Renan já enfrentou críticas por declarações sobre mulheres. Em 2018, apareceu em vídeo estimulando um coro ofensivo; em 2022, defendeu Arthur do Val após áudios sexistas sobre ucranianas. Neste ano, a Justiça paulista manteve online postagens que mencionam boletim de ocorrência de 2021 em que uma mulher o acusava de estupro e violência doméstica — acusação depois retratada, segundo a defesa.
Em entrevistas, propõe aumento de penas para crimes violentos contra mulheres, punição maior a pais inadimplentes com pensão e manutenção do Bolsa Família para mães solo vulneráveis.
Romeu Zema
Ex-governador de Minas Gerais e pré-candidato pelo Novo, Romeu Zema divulgou vídeo em 1º de julho associando a presença feminina na política à redução da corrupção. “Mulheres são mais honestas do que os homens”, afirmou, acrescentando que a “visão de futuro” feminina seria biológica.
Zema declara desejar uma mulher como vice, promete endurecer punições a agressores e defende regras distintas no Bolsa Família: manutenção ou ampliação do benefício para mulheres com filhos e exigência de curso ou trabalho a homens jovens.

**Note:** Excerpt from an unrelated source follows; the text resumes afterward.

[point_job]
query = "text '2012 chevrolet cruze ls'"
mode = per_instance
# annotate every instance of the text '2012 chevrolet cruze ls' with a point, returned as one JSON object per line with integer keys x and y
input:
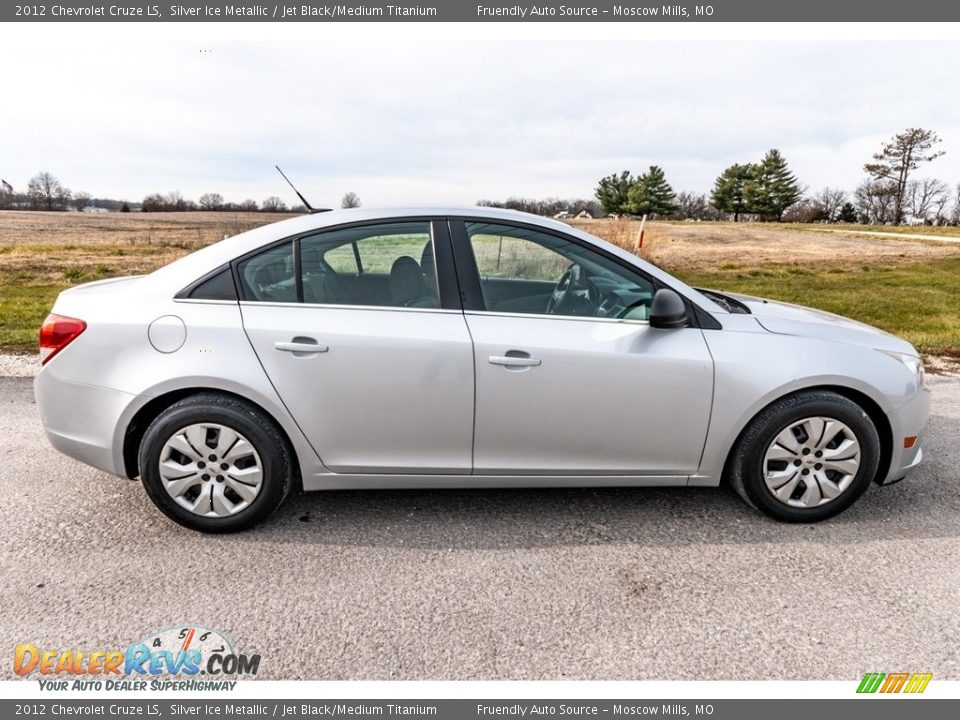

No dia 2, posicionou-se contra o projeto que inclui misoginia na Lei Antirracismo.
Durante seu governo, lançou o programa MG Mulher, com aplicativo de suporte a vítimas de violência e monitoramento de agressores; Minas conta, segundo a Polícia Civil, com 70 Delegacias de Atendimento à Mulher.
Ronaldo Caiado
Ex-governador de Goiás e pré-candidato pelo PSD, Ronaldo Caiado utiliza o tema da segurança para se aproximar de eleitoras. “Em briga de marido e mulher, eu meto algema”, declarou ao NeoFeed em 18 de junho, destacando pioneirismo no uso de tornozeleiras eletrônicas para agressores.
Contrário a cotas obrigatórias para mulheres na política, Caiado sancionou em 2024 lei estadual que oferece ultrassom com batimentos cardíacos a gestantes que buscam aborto legal — medida contestada no STF pelo PSOL. Na pré-campanha, promete expandir o monitoramento por tornozeleiras e conceder auxílio-moradia e alimentação a vítimas de violência doméstica.
A disputa pelo voto feminino, maioria no eleitorado brasileiro, tornou-se eixo central da comunicação dos principais nomes da corrida ao Planalto, que buscam apresentar propostas e se afastar de controvérsias enquanto a pré-campanha ganha fôlego.